There....is....NOTHING....photographic....about ....it. People aren't looking at composition, lighting, mood, nothing but "proof I was there."
 
If your enjoyment of photography is in having people tell you how much they enjoy your photographs of them and their family, quit the film business entirely and get a good smartphone. You can make superb photographs with a good smartphone and some decent software and you'll be right in there on timeliness to satisfy your family's desire for pictures 'at the moment'.

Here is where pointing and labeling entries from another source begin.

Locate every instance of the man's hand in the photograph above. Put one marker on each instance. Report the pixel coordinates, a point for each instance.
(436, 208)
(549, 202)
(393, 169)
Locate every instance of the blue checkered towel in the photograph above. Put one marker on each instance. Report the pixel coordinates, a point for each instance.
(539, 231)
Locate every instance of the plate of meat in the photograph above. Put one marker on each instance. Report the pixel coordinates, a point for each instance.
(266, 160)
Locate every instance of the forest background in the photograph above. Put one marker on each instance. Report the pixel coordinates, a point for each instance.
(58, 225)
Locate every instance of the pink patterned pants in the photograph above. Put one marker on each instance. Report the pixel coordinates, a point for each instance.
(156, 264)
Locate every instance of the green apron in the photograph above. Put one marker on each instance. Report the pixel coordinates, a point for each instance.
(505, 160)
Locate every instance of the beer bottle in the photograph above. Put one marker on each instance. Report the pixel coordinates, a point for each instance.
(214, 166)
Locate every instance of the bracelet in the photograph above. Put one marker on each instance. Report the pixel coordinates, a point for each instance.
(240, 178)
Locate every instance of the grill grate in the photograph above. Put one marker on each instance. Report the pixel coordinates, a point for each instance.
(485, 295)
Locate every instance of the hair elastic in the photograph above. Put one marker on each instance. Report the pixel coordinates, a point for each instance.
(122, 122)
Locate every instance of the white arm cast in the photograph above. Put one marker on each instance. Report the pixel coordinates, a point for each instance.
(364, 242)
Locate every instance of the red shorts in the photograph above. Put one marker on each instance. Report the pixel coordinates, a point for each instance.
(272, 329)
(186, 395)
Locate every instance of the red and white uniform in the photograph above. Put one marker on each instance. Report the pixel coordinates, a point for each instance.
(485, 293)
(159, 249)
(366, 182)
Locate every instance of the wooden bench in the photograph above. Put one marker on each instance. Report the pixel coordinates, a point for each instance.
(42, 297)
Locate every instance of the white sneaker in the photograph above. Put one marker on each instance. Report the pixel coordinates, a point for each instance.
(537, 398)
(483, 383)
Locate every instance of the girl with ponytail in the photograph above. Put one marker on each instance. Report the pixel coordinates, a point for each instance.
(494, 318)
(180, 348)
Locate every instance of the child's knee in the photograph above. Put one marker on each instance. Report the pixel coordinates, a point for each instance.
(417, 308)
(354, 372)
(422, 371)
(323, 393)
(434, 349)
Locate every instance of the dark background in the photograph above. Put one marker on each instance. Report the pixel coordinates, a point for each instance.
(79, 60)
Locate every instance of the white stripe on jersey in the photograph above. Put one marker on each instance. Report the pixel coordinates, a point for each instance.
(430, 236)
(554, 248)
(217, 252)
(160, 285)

If however you derive great satisfaction from making good quality photographs with a fine camera, either digital or film, and making beautiful prints from them, then do what you like to do and don't worry about whether anyone else in the universe even notices.

G
 
+1 to Godfrey.

Try delivering prints, even small 4x6's, to people. Digital is just so much more convenient and efficient to fulfill the instant gratification that I lust. But nothing beats prints in the long-run (even better if you can wet print and frame it!).
 
If however you derive great satisfaction from making good quality photographs with a fine camera, either digital or film, and making beautiful prints from them, then do what you like to do and don't worry about whether anyone else in the universe even notices.
Not only is this very solid advice about how to deal with being behind the curve, it's also a very good recipe for creating your very best images..

Far too much potential and talent is spoiled by catering to other people's whimsies.